Growing up, a lot of us hear variations of the same thing. Love they neighbor, treat others the way you want to be treated, etc. In whatever form, the message is clear — treat people around you with kindness and respect. In spite of that, in the United States there exists a culture of disagreement, competition and a sort of deterministic need to be right that makes the ideological divide in the U.S. grow wider.
During an argument or discussion or debate, people often attack their opponent on a personal level rather than on the stance they hold. This is called the ad hominem fallacy. That is largely what politics has become; one giant, law-writing, foreign policy-building ad hominem disaster that the people sometimes reflect.
That word, opponent, is probably the most significant in this discussion. Be it in Congress or at the dinner table, some people have become so immovable in their ways that even at the hint of competition, they become defensive, or even worse, offensive.
And that behavior is not going away. We here at school live in a redominantly liberal, white area that does not always see the world for all that it is. Conservatives at this school, on the basis of no more than their beliefs, are sometimes the butt of jokes and insults because those beliefs are seen as inferior or flat out wrong.
Many liberal in Seattle suburbs like Kenmore, Bothell and Woodinville exist in a sort of echo-chamber. An echo-chamber is, like the name suggests, where your ideas are simply echoed back to you because those around you have generally the same stance. It is not just local to liberals, either, the same could be said for suburbs of Houston or Jacksonville; anywhere your opinions won’t be checked by someone else is, effectively, an echo-chamber.

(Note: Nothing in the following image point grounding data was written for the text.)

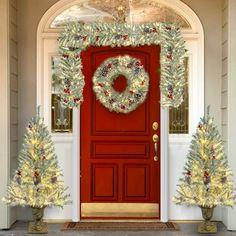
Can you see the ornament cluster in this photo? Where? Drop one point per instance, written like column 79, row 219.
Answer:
column 76, row 37
column 137, row 83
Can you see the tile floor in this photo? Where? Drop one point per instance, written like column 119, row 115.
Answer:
column 20, row 229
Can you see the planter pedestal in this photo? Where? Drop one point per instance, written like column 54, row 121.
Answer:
column 37, row 226
column 207, row 227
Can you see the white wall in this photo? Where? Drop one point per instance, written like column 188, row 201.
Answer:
column 230, row 85
column 5, row 115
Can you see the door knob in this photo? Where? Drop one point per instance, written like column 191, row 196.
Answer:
column 155, row 138
column 155, row 126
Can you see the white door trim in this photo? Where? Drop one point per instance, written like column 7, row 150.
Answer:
column 45, row 34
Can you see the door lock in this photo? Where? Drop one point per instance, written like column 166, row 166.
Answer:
column 155, row 126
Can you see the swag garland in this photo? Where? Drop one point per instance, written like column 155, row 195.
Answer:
column 136, row 89
column 77, row 36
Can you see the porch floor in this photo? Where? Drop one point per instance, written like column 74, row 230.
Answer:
column 20, row 229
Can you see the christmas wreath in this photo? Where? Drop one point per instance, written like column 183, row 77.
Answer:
column 135, row 91
column 77, row 36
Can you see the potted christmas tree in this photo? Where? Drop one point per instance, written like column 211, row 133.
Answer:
column 207, row 178
column 36, row 181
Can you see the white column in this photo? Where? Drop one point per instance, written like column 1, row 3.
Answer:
column 231, row 224
column 4, row 108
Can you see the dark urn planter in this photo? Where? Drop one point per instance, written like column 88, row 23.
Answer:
column 37, row 226
column 207, row 227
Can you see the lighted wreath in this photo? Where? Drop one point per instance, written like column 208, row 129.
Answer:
column 78, row 36
column 135, row 91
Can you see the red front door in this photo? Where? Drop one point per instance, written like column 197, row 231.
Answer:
column 119, row 176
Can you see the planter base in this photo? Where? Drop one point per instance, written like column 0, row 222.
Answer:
column 38, row 229
column 207, row 228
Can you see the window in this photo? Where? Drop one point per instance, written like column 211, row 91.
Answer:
column 61, row 118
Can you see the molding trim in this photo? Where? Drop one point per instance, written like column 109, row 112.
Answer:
column 44, row 33
column 5, row 109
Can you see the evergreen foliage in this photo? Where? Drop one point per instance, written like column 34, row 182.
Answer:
column 207, row 178
column 77, row 36
column 36, row 181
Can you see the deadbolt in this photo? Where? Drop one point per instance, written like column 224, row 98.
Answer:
column 155, row 125
column 155, row 138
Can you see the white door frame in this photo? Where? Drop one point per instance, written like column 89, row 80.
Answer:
column 45, row 34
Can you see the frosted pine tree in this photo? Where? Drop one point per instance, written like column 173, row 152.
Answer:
column 36, row 181
column 207, row 178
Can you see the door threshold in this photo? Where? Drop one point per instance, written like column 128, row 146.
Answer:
column 119, row 220
column 120, row 210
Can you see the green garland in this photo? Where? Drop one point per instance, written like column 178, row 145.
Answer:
column 136, row 90
column 78, row 36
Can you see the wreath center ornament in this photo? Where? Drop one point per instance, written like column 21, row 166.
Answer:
column 77, row 36
column 136, row 90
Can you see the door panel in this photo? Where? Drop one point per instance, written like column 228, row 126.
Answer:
column 117, row 150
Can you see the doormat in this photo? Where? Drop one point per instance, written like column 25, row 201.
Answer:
column 141, row 226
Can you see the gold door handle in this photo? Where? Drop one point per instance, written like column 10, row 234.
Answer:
column 155, row 139
column 155, row 125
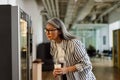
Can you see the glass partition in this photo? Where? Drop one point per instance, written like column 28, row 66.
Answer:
column 26, row 46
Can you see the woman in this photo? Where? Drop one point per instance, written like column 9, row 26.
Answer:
column 66, row 49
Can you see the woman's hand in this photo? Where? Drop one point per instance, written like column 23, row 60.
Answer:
column 59, row 71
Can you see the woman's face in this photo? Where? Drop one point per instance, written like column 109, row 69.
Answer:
column 52, row 33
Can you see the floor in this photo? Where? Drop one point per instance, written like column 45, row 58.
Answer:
column 102, row 68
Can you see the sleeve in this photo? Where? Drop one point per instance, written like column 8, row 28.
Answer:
column 81, row 57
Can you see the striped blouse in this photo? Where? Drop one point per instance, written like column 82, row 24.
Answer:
column 75, row 54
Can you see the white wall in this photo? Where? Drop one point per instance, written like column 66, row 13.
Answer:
column 99, row 38
column 33, row 9
column 113, row 26
column 114, row 23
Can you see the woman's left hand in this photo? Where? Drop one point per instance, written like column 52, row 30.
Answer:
column 59, row 71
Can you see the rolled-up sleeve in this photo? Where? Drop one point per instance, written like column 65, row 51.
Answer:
column 81, row 57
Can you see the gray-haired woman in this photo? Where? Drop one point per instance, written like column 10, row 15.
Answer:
column 68, row 52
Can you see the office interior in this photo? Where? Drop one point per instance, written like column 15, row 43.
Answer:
column 95, row 22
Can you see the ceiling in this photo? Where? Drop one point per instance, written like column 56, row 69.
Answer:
column 79, row 11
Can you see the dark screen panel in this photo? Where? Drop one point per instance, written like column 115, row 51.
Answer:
column 5, row 43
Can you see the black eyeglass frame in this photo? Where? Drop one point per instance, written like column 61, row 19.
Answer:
column 52, row 30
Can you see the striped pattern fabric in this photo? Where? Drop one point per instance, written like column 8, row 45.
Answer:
column 75, row 54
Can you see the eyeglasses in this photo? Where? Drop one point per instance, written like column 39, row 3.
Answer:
column 50, row 30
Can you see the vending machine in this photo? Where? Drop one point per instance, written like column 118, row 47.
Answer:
column 15, row 43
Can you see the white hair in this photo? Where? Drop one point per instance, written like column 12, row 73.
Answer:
column 57, row 23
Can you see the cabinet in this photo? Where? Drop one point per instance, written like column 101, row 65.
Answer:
column 15, row 43
column 116, row 48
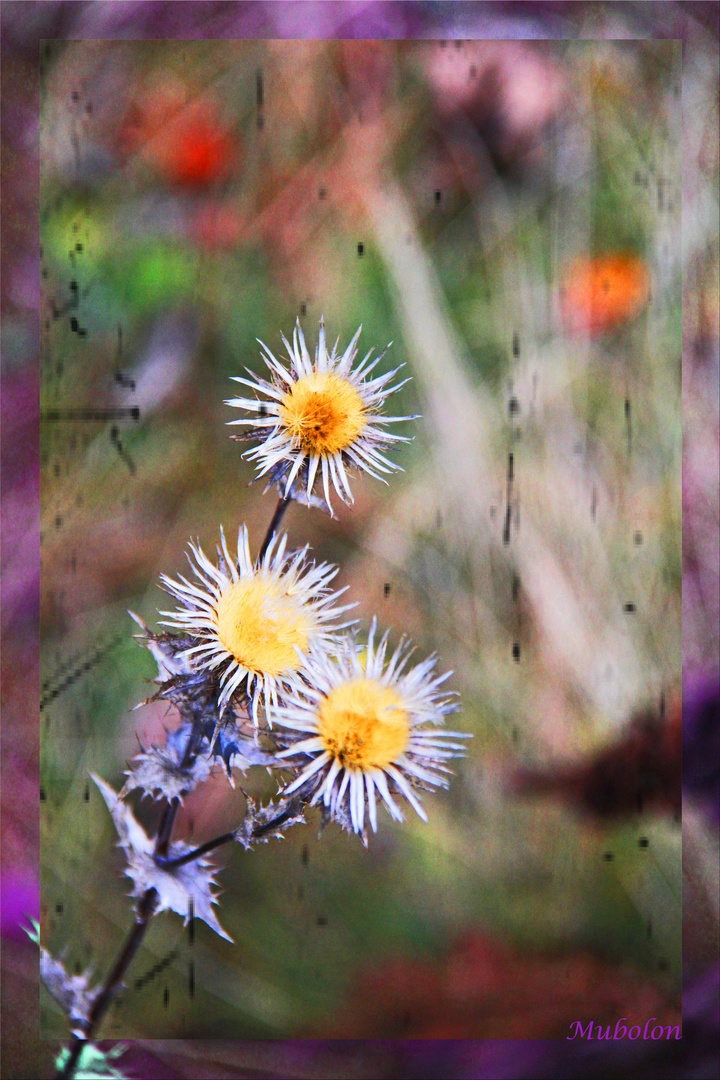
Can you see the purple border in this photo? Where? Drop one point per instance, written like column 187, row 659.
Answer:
column 24, row 25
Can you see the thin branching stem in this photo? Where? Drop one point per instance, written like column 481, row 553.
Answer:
column 146, row 909
column 283, row 503
column 148, row 901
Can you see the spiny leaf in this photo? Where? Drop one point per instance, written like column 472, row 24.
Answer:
column 261, row 824
column 93, row 1064
column 34, row 930
column 180, row 888
column 162, row 771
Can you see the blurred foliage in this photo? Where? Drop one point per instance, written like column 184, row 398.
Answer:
column 443, row 204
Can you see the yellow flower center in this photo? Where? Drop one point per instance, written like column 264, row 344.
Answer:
column 363, row 725
column 259, row 623
column 323, row 413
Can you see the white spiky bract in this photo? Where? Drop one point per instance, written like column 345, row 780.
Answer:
column 288, row 589
column 182, row 889
column 282, row 454
column 413, row 693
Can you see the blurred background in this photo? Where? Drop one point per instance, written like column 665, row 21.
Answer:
column 507, row 213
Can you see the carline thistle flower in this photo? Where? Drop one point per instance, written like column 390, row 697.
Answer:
column 318, row 416
column 366, row 725
column 253, row 623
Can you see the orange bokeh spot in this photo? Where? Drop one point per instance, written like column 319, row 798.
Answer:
column 600, row 294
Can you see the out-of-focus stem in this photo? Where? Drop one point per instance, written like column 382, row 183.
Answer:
column 146, row 909
column 272, row 528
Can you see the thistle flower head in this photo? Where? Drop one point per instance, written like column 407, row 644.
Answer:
column 367, row 728
column 252, row 623
column 316, row 418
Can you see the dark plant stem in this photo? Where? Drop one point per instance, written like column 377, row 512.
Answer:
column 148, row 901
column 189, row 856
column 283, row 503
column 146, row 909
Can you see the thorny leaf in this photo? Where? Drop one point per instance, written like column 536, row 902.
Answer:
column 32, row 931
column 178, row 888
column 93, row 1064
column 235, row 750
column 261, row 824
column 161, row 770
column 165, row 649
column 71, row 991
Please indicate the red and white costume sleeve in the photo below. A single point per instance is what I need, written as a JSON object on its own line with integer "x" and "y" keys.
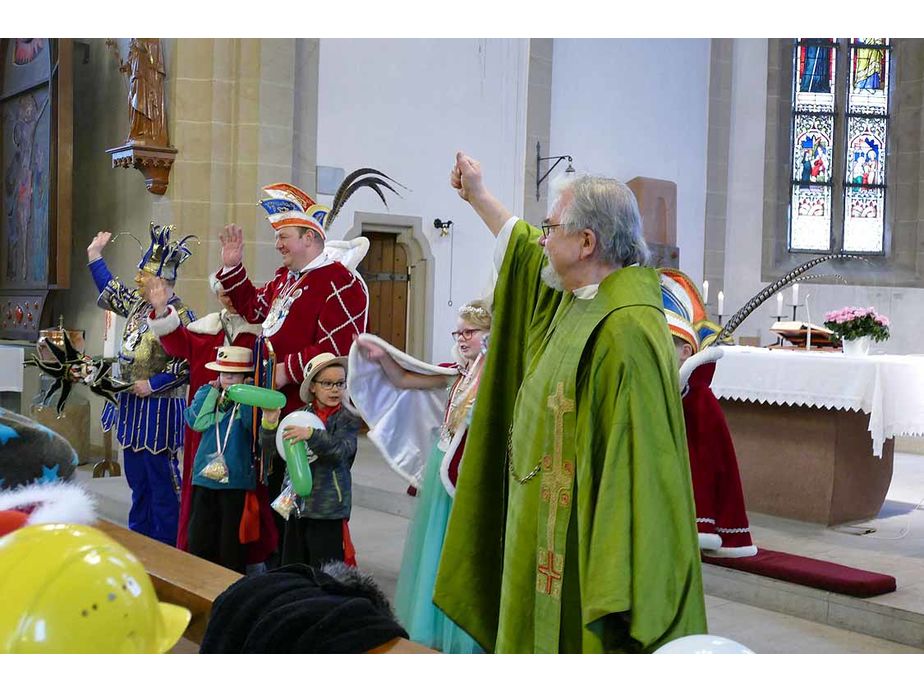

In some ways our tendency to resist new or opposing ideas comes as a direct result of echo-chambers just like the one we have at school. Political polarization brought on by those echo-chambers threatens constructive political discourse in this nation. Liberals have a lot to learn form the GOP, really anyone whose ideals do not strictly lean left, and so to do conservatives. Life tends to happen along the middle path, not on the right or the left.
This isn’t an issue that walks exclusively down party lines, though. Discussions about climate change, civil rights, music, even which brand of phone is best all bring out some of the worst behavior in people. If we can find a way to get combative over something as trivial as the piece of metal we talk into, it’s no wonder the political climate of the United States is so toxic.
Despite all this, though, humans are not only good at fighting one another. We, out of all the species of animals that walk the earth, have an incredible propensity for learning. Whether we know it or not, we are all of us learning from birth to death. But even then, we only learn when we are open to doing so.
From the ground up, the United States has been built on the belief that we are a melting pot. While that term originally referred just to the cultural makeup of America, it has gone on to mean so much more. America hosts in its borders people from countless political, ethnic, religious and philosophical backgrounds and that diversity empowers us.
The conflux of those ideas, the point where they meet and blend and shape one another is the point where the American dream lies. Without the chance to see and experience the world outside of our state’s or even our nation’s borders, we lose the chance both to grow as people and to help others do the same. In an age of such intense political, social and economic division, it is perhaps more poignant than ever to deal more kindly with one another and uplift the diversity of ideology that makes this country so great.